How I lost my junk mail battle
Do you also have a “No Advertising” sticker on your letter box? In Switzerland, almost every second household has one - in hopes of forestalling the flood of unwanted material delivered free of charge to homes. But the deterrence effect of such stickers is minimal. At my home too!
Although these advertisements keep us up to date not only on the development of products and services, they also – again and again and again – urge us to participate in competitions and lotteries.
Thus, many exasperated Swiss – and in the meantime, many immigrants too – invest time and money to keep these materials out of their letter boxes.
In our housing estate the property management prohibits the willy-nilly plastering of stickers on the letter boxes. The sole exception is for the sticker that reads “Stopp-Reklame” (“No Advertising”), which are available at shops in three-packs for the sum of CHF2.7 ($3).
Now, because I do not own a second or third property, in other words, I do not have more than one letter box, I wonder what’s to be done with the second and third stickers.
To me, it seems legitimate to exercise the option of using them as ‘advertisements against advertisements’, perhaps affixing them to neighbouring letter boxes that have not (yet) put up the good fight against annoying advertising materials.
swissinfo.ch invited Espace Media, the publisher of the Bernerbär free newspaper, to provide a comment.
Which they did, with a wink: “The Bernerbär realises that a ‘black dot’ means the paper is not wanted.
It understands that the ‘red dot’ means please deliver. Thumbs up for the Bernerbär!”
Freesheets
As for my own “No Advertising” sticker, it has shown little indication of being effective, and most definitely not against the free newspapers cluttering up my letter box.
So, I bought a new sticker, this one with the message “No Free Newspapers”, shelling out for the second time the grand sum of CHF2.7.
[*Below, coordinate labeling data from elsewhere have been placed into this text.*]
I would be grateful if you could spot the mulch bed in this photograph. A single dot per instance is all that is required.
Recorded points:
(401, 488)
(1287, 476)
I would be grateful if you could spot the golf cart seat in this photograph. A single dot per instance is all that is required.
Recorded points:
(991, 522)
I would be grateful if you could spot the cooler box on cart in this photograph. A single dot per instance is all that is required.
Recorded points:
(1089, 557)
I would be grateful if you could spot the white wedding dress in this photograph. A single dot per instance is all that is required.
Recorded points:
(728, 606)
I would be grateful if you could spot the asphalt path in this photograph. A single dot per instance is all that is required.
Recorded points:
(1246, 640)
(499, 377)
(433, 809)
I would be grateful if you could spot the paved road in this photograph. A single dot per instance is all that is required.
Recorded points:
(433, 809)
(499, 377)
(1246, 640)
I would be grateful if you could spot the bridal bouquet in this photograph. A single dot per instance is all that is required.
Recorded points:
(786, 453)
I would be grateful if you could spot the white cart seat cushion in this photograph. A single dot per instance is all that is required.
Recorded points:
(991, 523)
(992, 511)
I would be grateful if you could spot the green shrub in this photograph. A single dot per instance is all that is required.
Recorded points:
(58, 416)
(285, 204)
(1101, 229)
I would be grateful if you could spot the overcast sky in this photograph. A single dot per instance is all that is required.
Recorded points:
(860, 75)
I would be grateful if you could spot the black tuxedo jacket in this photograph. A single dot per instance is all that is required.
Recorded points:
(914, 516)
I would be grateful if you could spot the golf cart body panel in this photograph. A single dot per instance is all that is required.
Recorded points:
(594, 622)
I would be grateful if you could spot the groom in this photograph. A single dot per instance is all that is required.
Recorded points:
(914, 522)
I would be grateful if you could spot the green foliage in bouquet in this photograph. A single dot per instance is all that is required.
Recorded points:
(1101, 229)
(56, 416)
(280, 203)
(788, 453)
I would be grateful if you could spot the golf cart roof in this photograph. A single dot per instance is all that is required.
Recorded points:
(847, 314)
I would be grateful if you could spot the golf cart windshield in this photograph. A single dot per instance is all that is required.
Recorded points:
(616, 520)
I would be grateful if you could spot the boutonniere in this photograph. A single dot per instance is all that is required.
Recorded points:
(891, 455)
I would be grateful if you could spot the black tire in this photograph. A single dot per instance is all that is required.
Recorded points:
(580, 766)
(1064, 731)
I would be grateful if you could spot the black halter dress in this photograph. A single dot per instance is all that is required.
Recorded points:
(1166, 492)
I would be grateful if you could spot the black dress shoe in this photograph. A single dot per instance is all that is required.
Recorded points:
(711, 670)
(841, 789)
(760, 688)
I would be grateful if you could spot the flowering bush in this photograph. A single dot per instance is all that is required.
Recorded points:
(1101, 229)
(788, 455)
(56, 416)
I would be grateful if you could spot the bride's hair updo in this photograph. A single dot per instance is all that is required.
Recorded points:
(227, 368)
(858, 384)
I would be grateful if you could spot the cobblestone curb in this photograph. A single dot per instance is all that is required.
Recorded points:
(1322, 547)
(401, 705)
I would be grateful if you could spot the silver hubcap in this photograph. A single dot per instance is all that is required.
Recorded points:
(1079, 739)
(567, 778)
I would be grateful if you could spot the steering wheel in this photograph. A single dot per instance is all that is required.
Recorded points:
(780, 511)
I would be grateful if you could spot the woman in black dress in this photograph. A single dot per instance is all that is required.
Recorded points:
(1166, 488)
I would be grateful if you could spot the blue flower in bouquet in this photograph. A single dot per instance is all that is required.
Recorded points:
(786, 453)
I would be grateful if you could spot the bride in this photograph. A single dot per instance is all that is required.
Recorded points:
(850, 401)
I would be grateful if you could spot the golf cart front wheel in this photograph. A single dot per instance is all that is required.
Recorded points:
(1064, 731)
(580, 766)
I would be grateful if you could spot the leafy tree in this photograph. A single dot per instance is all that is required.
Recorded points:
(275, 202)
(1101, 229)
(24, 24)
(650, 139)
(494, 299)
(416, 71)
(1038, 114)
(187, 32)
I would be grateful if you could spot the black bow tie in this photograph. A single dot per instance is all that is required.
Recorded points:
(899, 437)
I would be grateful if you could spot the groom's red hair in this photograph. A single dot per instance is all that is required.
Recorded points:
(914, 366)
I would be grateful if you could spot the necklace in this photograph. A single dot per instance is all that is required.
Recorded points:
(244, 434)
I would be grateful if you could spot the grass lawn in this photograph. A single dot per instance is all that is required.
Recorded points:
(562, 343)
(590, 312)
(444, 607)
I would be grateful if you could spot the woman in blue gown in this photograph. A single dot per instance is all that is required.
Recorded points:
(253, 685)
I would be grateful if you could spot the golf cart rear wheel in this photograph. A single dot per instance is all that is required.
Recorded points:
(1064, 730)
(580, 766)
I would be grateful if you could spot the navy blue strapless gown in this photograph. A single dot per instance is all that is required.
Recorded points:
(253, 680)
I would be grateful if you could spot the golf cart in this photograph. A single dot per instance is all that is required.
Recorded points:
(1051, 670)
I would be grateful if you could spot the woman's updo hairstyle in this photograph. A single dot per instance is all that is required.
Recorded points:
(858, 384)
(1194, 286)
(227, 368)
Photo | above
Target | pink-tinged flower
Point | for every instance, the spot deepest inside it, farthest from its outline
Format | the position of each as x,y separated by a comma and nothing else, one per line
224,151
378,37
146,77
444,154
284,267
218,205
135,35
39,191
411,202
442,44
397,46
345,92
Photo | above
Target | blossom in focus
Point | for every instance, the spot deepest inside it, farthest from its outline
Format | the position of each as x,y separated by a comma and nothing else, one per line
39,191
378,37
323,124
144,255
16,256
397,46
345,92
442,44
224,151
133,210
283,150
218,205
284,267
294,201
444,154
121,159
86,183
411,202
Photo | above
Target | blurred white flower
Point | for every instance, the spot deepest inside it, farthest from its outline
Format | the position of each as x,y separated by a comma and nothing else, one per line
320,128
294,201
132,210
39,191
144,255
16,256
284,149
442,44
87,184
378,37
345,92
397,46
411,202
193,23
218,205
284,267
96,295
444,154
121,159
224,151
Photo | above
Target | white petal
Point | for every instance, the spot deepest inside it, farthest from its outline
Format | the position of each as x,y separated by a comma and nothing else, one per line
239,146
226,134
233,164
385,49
On that very same day – without asking our property management for permission – I put the “No Free Newspapers” sticker next to the “No Advertising” sticker.
Alas, it didn’t do much good. The very next day, the freesheet “Bernerbär” (“Bernese Bear”) was once again ensconced in my letter box.
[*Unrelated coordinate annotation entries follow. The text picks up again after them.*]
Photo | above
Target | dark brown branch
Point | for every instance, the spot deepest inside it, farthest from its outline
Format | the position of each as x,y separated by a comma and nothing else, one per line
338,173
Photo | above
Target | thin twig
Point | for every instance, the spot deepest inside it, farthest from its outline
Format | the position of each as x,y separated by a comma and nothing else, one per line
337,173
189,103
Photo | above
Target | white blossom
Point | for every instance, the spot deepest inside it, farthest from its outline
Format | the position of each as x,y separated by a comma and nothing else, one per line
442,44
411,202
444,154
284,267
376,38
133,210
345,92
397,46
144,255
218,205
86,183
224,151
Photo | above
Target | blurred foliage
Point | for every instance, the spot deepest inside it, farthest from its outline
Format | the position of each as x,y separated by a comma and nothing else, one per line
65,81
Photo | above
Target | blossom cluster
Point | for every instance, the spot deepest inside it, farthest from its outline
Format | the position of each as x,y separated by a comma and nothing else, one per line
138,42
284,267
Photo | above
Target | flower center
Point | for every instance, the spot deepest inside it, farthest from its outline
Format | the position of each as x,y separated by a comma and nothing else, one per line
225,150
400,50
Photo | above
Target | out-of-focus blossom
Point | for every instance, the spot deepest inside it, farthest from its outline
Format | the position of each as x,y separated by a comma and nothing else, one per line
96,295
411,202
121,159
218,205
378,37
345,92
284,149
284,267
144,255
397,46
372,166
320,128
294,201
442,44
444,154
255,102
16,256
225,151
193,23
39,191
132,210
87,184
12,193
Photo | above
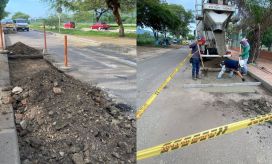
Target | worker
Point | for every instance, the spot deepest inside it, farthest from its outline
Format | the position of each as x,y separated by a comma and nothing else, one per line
232,66
245,54
195,60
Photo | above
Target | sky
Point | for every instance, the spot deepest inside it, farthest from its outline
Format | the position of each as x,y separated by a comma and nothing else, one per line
187,4
34,8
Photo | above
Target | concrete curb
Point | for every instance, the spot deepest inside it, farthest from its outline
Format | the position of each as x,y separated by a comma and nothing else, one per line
265,84
9,153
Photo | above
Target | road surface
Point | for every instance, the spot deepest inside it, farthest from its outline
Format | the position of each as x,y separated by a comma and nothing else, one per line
109,68
178,112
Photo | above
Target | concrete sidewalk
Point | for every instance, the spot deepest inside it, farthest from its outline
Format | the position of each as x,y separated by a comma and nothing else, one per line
9,151
261,71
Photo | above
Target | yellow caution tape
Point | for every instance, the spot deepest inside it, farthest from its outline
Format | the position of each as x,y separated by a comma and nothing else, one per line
202,136
154,95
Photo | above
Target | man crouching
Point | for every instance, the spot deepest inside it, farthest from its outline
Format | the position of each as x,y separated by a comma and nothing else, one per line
232,66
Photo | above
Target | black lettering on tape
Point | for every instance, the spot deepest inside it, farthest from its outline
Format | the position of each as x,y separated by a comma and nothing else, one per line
204,136
166,147
195,139
176,144
212,133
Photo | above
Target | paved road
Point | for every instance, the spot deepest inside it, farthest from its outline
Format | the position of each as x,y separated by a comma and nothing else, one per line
107,68
178,112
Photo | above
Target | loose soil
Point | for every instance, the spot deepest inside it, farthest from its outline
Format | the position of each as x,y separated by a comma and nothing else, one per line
20,48
61,120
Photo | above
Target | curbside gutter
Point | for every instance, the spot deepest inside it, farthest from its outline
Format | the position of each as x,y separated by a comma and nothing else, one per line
9,153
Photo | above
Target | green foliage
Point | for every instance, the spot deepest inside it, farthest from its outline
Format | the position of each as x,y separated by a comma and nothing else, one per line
20,15
3,4
52,21
267,38
184,17
163,17
256,20
145,39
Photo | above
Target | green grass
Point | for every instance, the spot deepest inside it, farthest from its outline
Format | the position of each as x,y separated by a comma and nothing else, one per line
145,39
79,32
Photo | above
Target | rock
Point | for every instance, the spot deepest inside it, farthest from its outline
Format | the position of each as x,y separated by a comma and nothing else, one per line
127,126
26,161
23,124
113,111
122,145
7,100
17,90
75,149
60,125
56,84
25,95
8,88
245,103
35,143
78,158
116,155
246,109
78,97
50,113
61,153
24,102
19,116
57,90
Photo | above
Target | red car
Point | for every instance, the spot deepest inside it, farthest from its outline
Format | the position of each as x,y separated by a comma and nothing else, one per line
100,26
69,25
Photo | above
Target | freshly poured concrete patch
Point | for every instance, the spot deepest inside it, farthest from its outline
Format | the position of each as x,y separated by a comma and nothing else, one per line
234,89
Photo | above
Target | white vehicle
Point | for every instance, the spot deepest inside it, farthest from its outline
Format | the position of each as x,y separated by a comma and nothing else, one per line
21,24
212,19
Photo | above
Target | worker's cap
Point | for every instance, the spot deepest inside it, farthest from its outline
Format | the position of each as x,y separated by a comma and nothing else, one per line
243,41
241,63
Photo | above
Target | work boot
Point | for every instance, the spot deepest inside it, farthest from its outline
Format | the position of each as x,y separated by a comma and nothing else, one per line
194,77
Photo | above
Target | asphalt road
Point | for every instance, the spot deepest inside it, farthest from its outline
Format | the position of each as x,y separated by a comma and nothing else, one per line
91,62
178,112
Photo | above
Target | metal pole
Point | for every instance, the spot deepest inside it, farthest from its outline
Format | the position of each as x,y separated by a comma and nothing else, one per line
59,22
45,44
2,40
65,52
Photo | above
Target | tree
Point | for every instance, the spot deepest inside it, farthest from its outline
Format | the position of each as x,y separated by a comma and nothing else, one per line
20,15
184,17
267,39
114,5
3,4
256,19
157,16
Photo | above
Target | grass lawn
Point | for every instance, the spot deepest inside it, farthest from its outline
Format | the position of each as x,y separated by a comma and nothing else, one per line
145,39
79,32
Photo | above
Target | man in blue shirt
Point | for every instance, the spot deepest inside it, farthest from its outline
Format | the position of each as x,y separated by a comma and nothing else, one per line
232,66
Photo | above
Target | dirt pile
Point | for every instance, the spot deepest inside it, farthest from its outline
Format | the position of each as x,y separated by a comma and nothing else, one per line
213,62
20,48
260,106
61,120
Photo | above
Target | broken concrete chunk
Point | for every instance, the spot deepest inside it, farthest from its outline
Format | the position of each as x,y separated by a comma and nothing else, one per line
57,90
17,90
78,158
23,124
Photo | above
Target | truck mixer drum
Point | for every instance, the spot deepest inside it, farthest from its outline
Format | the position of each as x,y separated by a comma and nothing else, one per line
213,22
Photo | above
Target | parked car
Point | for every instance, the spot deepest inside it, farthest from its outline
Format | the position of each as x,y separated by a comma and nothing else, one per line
100,26
21,24
69,25
8,26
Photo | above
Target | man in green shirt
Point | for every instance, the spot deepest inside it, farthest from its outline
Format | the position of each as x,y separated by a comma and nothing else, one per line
245,54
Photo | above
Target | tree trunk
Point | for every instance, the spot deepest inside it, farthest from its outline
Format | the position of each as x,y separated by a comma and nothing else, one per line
99,13
114,5
118,20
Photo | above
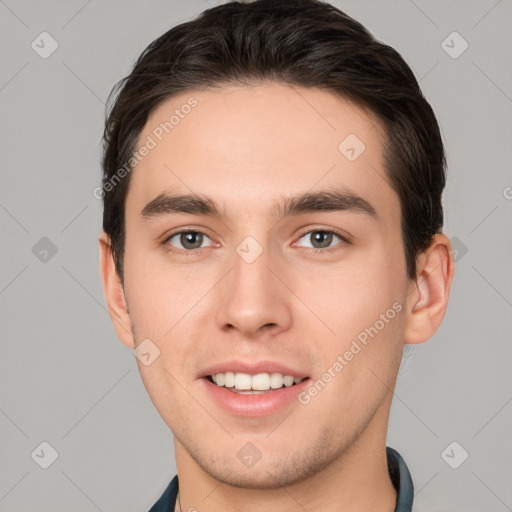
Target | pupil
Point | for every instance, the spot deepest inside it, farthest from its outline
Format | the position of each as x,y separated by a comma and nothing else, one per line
188,238
322,237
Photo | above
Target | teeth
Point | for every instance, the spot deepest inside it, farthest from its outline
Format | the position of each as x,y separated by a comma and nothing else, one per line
258,382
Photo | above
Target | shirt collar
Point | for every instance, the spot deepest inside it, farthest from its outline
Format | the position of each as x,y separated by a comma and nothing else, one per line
398,472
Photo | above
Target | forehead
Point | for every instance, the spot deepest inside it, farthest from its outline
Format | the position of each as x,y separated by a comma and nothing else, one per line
248,145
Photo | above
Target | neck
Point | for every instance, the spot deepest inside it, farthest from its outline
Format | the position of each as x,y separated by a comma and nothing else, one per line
358,480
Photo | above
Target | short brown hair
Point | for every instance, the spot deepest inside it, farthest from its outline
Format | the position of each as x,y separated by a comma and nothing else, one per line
307,43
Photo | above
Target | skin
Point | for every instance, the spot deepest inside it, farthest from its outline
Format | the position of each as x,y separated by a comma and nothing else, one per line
246,147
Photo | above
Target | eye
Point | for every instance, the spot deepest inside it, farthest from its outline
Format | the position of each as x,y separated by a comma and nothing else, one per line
189,240
322,239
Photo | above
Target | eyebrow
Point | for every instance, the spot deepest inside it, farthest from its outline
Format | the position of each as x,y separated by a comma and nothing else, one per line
309,202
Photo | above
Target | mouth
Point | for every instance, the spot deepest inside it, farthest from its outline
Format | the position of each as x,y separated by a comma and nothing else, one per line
254,394
257,384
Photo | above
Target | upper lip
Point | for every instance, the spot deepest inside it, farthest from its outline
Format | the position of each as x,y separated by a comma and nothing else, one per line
252,368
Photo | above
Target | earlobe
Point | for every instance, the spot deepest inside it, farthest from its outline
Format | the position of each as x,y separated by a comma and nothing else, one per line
114,293
428,298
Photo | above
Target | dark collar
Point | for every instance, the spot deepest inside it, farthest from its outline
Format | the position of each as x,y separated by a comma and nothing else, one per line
398,472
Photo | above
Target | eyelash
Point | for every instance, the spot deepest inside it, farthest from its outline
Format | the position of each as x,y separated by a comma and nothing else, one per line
191,252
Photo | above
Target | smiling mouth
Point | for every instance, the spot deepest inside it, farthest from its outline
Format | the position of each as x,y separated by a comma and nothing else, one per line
246,384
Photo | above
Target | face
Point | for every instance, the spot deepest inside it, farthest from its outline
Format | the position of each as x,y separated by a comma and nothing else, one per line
269,285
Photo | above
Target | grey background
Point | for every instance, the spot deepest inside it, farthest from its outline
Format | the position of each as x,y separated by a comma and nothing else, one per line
67,380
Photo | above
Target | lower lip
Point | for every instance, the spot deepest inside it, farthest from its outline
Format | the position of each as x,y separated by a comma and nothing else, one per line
264,404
Completely fed up, I grabbed the telephone to call those responsible and ask if their delivery person perhaps had problems seeing or reading.
Black humour?
“The two stickers are insufficient,” the friendly lady on the other end of the telephone patiently explained. Only a “black dot,” she said, would stop delivery of the” Bernerbär.”
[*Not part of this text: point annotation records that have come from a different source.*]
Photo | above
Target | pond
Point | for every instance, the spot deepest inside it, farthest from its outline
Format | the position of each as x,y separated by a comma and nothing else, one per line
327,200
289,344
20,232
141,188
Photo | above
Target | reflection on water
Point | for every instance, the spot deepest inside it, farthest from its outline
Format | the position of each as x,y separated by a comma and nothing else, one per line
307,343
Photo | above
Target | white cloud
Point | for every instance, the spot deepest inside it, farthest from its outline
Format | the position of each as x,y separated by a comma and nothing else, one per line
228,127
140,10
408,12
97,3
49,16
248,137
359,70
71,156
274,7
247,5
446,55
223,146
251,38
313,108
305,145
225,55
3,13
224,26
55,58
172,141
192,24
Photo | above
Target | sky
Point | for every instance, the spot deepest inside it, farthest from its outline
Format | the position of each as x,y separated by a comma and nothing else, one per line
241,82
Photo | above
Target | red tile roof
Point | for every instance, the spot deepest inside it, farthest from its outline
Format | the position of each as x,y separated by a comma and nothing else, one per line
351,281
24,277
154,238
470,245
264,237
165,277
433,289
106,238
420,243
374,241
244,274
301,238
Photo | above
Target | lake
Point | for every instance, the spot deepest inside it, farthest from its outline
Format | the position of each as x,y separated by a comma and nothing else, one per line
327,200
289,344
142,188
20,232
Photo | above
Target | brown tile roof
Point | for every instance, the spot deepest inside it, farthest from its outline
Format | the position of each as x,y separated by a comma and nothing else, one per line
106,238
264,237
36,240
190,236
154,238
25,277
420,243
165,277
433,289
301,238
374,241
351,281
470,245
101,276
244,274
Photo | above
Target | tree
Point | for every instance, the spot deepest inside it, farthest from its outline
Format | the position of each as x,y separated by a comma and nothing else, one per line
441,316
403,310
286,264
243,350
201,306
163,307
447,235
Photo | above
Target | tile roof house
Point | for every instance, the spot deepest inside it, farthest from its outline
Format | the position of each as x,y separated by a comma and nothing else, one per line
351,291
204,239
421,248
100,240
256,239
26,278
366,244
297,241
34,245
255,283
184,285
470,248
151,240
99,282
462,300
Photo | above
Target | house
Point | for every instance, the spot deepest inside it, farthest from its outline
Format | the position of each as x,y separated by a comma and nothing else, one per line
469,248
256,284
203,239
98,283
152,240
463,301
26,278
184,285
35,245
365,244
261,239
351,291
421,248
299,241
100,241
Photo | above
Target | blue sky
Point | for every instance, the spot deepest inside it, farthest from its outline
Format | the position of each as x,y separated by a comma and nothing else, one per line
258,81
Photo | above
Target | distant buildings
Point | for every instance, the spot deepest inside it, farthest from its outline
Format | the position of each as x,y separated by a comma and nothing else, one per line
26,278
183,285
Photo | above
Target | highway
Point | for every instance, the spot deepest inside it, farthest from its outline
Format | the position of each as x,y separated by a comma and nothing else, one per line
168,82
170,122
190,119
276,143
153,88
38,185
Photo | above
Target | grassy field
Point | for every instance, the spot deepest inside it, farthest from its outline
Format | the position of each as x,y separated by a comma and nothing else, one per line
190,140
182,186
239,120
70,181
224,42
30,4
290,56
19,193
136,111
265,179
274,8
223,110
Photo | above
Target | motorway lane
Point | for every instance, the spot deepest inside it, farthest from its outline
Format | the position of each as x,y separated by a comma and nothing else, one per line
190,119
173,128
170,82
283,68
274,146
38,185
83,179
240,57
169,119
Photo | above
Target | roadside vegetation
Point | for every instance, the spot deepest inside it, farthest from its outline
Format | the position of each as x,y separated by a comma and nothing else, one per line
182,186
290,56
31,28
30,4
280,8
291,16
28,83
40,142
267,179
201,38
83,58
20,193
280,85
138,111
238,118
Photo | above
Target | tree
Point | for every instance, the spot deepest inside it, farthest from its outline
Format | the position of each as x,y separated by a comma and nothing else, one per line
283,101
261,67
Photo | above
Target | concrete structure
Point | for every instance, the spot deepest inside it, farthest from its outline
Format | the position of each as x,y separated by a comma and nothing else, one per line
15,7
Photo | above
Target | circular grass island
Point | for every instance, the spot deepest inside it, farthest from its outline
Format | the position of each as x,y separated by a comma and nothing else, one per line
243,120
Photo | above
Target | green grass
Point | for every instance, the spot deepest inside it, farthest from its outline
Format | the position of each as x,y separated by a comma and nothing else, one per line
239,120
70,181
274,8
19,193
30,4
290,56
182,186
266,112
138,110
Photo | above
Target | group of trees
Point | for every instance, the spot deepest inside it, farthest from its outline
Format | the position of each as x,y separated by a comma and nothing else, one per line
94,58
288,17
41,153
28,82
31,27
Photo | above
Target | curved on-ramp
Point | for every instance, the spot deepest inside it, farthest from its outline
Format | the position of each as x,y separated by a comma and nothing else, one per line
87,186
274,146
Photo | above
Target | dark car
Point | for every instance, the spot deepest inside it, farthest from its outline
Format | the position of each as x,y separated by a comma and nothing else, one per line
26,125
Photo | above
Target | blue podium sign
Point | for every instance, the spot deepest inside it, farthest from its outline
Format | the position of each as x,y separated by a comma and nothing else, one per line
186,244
“At least you have a sense of humour,” I responded, certain she was pulling my leg. ”No, I’m not joking,” she insisted, then promised to mail me the aforementioned “black dot.”
Somewhat worried about ending up an unwitting participant in a hidden camera hoax – the laughingstock of the nation – I nevertheless duly applied the said “black dot” to my letter box, which incidentally had been mailed to me that very same week by the Direct Mail Company.
I put it next to the other two stickers already adorning my post box. Amazingly, since then, the “Bernerbär” has (mostly) not made an appearance.
However, the free church weekly “Journal of the Roman Catholic Parishes” is apparently unimpressed by the “black point”. That paper is still being delivered regularly. Perhaps the problem lies in the colour of the dot?
As for the charitable appeals of the local Social Democratic Party that continue to land in my post box, I will attempt, with the assistance of a “red dot”, (red being the party colour) to symbolically bid adieu to these mailings.
Furthermore, I have promised to buy myself a “green dot,” to rid myself of the ever more diverse and plentiful advertisements for organic this and thats showing up in my letter box.
I am also irresolutely on the lookout for a colour that will put a stop to the mailings of the rightwing Swiss People’s Party. Maybe orange, because it’s trendy?
Or black and white, to reflect their worldview? Just possibly, I might decide on a mix of the two.